Bartram, who also is the Don and Jennifer Holzworth Distinguished Professor of environmental sciences and engineering at the Gillings School of Global Public Health, has more than 20 years of experience in international policy, research and advisory work in public health and disease prevention, especially in relation to environment and health and water supply and sanitation.

Other University Day convocation highlights will include the presentation of Distinguished Alumna and Alumnus Awards, a practice begun by the faculty in 1971 to recognize alumni who have made outstanding contributions to humanity.

This year’s recipients are public health specialist Gregory S. Allgood ’81 (’83 MSPH); oral historian Mary Marshall Clark ’75; health and human services administrator Deborah Parham Hopson ’79 (MSPH, ’90 PhD); and Habitat for Humanity Chief Executive Officer Jonathan T.M. Reckford ’84.

Likewise, the Edward Kidder Graham Faculty Service Award, established by the Faculty Council in 2011 to recognize outstanding service by a faculty member, will be presented to Ferrel Guillory, professor of the practice of journalism in the School of Journalism and Mass Communication.

Guillory, who founded the Program on Public Life in 1997 to build bridges between the academic resources at Carolina and the governmental, journalism and civic leaders of North Carolina and the South, also is an adjunct faculty member in the department of public policy.
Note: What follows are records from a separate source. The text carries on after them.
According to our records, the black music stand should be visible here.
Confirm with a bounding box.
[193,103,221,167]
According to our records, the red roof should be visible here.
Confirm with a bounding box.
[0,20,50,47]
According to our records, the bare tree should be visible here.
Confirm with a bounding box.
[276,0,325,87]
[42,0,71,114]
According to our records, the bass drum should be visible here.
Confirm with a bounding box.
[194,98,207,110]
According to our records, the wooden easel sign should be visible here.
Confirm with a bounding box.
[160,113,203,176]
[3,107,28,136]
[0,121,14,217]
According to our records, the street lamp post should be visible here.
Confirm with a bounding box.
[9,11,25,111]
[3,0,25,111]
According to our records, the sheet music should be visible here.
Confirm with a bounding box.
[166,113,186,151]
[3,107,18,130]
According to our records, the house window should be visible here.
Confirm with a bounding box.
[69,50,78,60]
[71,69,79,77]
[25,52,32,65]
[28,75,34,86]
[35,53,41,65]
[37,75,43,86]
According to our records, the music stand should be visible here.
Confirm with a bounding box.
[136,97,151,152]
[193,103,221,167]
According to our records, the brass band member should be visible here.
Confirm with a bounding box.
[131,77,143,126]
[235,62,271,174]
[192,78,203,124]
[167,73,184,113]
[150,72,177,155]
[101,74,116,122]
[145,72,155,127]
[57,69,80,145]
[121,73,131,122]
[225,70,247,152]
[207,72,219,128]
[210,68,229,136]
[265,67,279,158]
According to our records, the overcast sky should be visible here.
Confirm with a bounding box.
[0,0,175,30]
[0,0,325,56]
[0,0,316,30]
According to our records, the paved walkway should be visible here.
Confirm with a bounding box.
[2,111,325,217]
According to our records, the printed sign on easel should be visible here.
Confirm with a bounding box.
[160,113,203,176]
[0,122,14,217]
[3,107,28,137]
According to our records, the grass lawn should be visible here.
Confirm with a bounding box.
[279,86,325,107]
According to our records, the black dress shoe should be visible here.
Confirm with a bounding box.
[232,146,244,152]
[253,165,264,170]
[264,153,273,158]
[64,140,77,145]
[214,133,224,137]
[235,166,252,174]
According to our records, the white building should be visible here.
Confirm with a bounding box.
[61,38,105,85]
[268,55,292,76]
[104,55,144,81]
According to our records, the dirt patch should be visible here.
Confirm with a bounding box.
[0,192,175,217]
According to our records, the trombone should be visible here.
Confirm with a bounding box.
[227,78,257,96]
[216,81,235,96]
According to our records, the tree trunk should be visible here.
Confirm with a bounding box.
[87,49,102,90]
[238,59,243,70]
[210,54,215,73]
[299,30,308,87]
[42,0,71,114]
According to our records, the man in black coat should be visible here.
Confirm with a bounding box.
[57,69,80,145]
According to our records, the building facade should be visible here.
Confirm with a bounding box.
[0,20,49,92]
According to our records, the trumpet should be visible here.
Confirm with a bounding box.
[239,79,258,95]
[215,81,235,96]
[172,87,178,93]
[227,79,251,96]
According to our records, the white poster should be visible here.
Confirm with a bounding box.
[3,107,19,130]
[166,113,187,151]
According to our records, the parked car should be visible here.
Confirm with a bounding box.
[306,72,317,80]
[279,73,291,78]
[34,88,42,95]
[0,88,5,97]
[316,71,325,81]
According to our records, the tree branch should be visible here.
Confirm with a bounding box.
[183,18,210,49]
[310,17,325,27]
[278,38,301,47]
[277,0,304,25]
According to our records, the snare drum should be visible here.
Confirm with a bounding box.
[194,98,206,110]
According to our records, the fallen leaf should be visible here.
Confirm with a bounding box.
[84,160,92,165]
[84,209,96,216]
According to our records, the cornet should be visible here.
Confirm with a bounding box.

He will receive the award in honor of his distinguished service to the state, the nation and the University.

The award was named in memory of Edward Kidder Graham (class of 1898), University president from 1914 to 1918, who committed the University to public service by vowing to “make the campus co-extensive with the boundaries of the State.”

In keeping with a tradition of celebrating milestones on University Day, UNC’s new Genome Sciences Building, part of a campuswide research initiative begun in 2004, will be dedicated at 3:30 p.m. Chancellor Holden Thorp ’86 will host the public event, with remarks followed by a reception and building tours.

The seven-story, 228,000-square-foot building creates new space for interdisciplinary genomics research, housing more than 400 faculty and researchers in the College of Arts and Sciences, and the schools of medicine, nursing, pharmacy and public health.

The building is part of the Bell Tower Development, a mixed-use project that advances key concepts identified in the campus master plan.

University Day marks the laying of the cornerstone of Old East, the nation’s first state university building, in 1793 and the beginning of public higher education in the U.S. The campus first celebrated University Day in 1877.